Dr. Salverson gives the three housemates therapy and diagnoses them. He prescribes that Lynch move into a sanitarium, that Ms. Symbol seek out an unmanned occupation, and that Bernard is a narcissist. Dr. Von virtually endorses all of Dr. Salverson's diagnoses, admitting she would've prescribed the same things for Noonan back when she still thought that all of their issues were his.

Katz arrives, and reports that Noonan has confessed everything, and has offered to give them the check back; this upsets Lynch. Noonan arrives, still reeling from having been in the robbery. Dr. Salverson re-reports his diagnoses of Bernard and Ms. Symbol. Noonan protests this and insists that Ms. Symbol's issue is that she's a virgin, and that Bernard's issue is that he's got to chase a woman who'll challenge him. He recommends Ms. Symbol; Ms. Symbol takes offense to this, leaves the room, and weeps. Repentant, Noonan challenges Bernard to chase Dr. Von instead and goes into the other room to console with Ms. Symbol.

Noonan and Ms. Symbol profess their love for one another. While consoling, they butt heads. Noonan shifts personalities again, thinking that he's Bernard. Ms. Symbol panics, drags Noonan into the first room, and implores the psychiatrists to treat him. Dr. Von applies pressure to Noonan's forehead; Noonan shifts personas again, thinking he's Ms. Symbol. He reprimands Ms. Symbol for wearing "his dress."

The bar patrons arrive; they're clad in tablecloths because their clothes are still missing. Cops are with them. Mrs. Kent points a finger at Noonan, accusing him of having taken her jewelry and their clothes. The sequence ends in a mad chase. From the sidelines, Katz admires the action and admits that it couldn't have ended better. Ms. Twitchell, Mr. Blyth's under-paid secretary and one of the bar's naked patrons, flaunts her derrière, seemingly casting an insult, right before making her exit. Lenny adds to his boss's comment by admitting that Ms. Twitchell's end couldn't look better.

The experience has made Ms. Symbol a big-name showgirl; the entire movie is a flashback, elaborated on by her in one of her show performances.

==Cast==
- Mamie Van Doren as Saxie Symbol
- Tommy Noonan as himself
- Ziva Rodann as Dr. Myrna Von
- Paul Gilbert as Joe Lynch
- John Cronin as Bruce Bernard
- Howard Koch as Dr.

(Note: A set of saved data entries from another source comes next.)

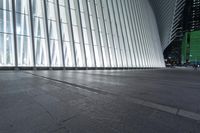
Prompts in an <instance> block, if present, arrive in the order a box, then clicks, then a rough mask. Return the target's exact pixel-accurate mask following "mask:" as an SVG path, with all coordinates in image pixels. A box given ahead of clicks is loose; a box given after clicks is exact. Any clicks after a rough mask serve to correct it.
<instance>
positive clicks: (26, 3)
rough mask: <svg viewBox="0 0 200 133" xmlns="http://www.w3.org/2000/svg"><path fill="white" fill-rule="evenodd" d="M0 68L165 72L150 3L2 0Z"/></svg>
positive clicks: (158, 38) (122, 0)
mask: <svg viewBox="0 0 200 133" xmlns="http://www.w3.org/2000/svg"><path fill="white" fill-rule="evenodd" d="M0 67H36V68H37V67H49V68H50V67H63V68H65V67H66V68H68V67H69V68H76V67H77V68H79V67H80V68H81V67H84V68H140V67H147V68H151V67H165V64H164V59H163V53H162V47H161V40H160V35H159V32H158V26H157V22H156V17H155V14H154V11H153V9H152V7H151V5H150V3H149V1H148V0H0Z"/></svg>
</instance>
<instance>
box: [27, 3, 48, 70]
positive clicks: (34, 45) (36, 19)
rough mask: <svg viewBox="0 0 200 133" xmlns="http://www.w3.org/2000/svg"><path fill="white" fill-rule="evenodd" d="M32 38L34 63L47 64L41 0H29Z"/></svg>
mask: <svg viewBox="0 0 200 133" xmlns="http://www.w3.org/2000/svg"><path fill="white" fill-rule="evenodd" d="M31 5H32V7H31V10H32V16H31V17H32V21H33V22H32V23H33V38H34V48H35V53H34V56H35V65H36V66H40V67H48V66H49V52H48V49H49V48H48V44H47V30H46V28H45V11H44V1H43V0H31Z"/></svg>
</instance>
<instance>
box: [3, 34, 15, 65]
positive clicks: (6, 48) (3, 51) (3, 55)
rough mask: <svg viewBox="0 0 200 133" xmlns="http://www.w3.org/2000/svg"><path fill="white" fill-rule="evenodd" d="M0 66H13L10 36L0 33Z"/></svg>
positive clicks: (10, 35) (13, 53) (12, 54)
mask: <svg viewBox="0 0 200 133" xmlns="http://www.w3.org/2000/svg"><path fill="white" fill-rule="evenodd" d="M0 66H14V44H13V35H12V34H6V33H0Z"/></svg>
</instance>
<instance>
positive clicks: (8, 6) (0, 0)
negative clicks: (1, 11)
mask: <svg viewBox="0 0 200 133" xmlns="http://www.w3.org/2000/svg"><path fill="white" fill-rule="evenodd" d="M0 9H2V10H3V9H4V10H12V0H0Z"/></svg>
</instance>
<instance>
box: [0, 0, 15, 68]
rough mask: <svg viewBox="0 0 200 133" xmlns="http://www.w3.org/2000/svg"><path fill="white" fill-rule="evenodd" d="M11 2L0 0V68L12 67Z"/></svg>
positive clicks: (13, 53)
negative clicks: (10, 66) (2, 66)
mask: <svg viewBox="0 0 200 133" xmlns="http://www.w3.org/2000/svg"><path fill="white" fill-rule="evenodd" d="M12 14H13V11H12V1H11V0H0V66H14V65H15V57H14V42H13V19H12Z"/></svg>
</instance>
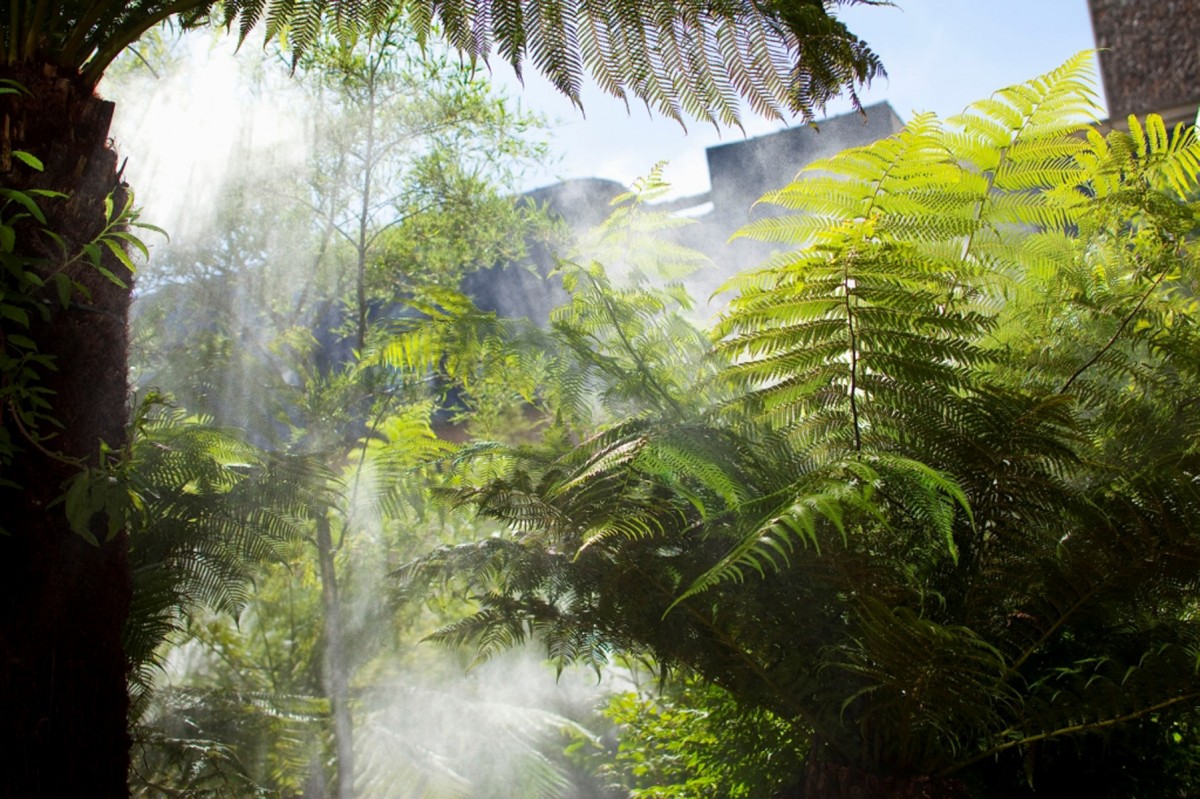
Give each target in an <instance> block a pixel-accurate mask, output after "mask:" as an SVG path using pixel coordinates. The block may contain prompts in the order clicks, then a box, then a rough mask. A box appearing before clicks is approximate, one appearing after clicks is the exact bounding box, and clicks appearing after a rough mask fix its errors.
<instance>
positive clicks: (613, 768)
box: [568, 678, 806, 799]
mask: <svg viewBox="0 0 1200 799" xmlns="http://www.w3.org/2000/svg"><path fill="white" fill-rule="evenodd" d="M601 713H602V715H604V717H605V719H606V720H608V721H610V722H612V723H614V725H617V726H618V728H617V737H618V744H617V751H616V752H612V751H608V750H607V749H605V747H602V746H600V745H598V743H596V741H594V740H593V739H590V738H587V737H586V735H576V738H575V740H574V741H572V743H571V744H570V745H569V747H568V751H569V752H570V753H571V755H572V756H574V757H576V758H577V759H580V761H582V762H584V764H586V765H587V767H589V768H592V769H594V770H595V771H596V774H598V776H600V777H601V779H602V780H604V781H605V782H606V785H607V786H608V787H610V789H613V788H618V787H619V789H620V791H622V794H623V795H629V797H637V798H643V799H707V798H713V799H737V798H752V797H766V795H773V794H774V793H776V792H778V791H779V789H780V788H782V787H785V786H787V783H788V781H790V780H792V779H793V777H794V775H796V774H798V773H799V771H800V770H802V768H803V756H804V743H805V740H806V733H804V732H798V731H796V729H793V728H792V727H791V726H790V725H788V723H787V722H786V721H784V720H781V719H779V717H776V716H774V715H772V714H770V713H768V711H764V710H752V709H751V710H748V709H745V708H743V707H740V705H739V704H738V703H737V702H736V701H734V699H733V698H732V697H731V696H730V695H728V693H727V692H726V691H722V690H721V689H718V687H715V686H713V685H710V684H706V683H703V681H701V680H697V679H695V678H676V679H674V680H673V681H672V683H670V684H668V685H667V686H665V687H664V690H661V691H656V692H649V691H647V690H644V689H642V690H637V691H626V692H623V693H616V695H613V696H612V697H610V698H608V701H607V703H606V704H605V707H604V708H602V710H601Z"/></svg>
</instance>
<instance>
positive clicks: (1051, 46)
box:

Otis Salverson

==Background==
On the bonus material section of the film's DVD release, Mamie Van Doren said that this film was inspired by the success of the sex comedy Promises! Promises! which starred Jayne Mansfield and also Tommy Noonan. She said that she was approached to play the lead in Promises! Promises!, but turned it down. Once that film became a hit for Jayne Mansfield, Noonan wrote and directed this film, with Van Doren in mind for a lead role.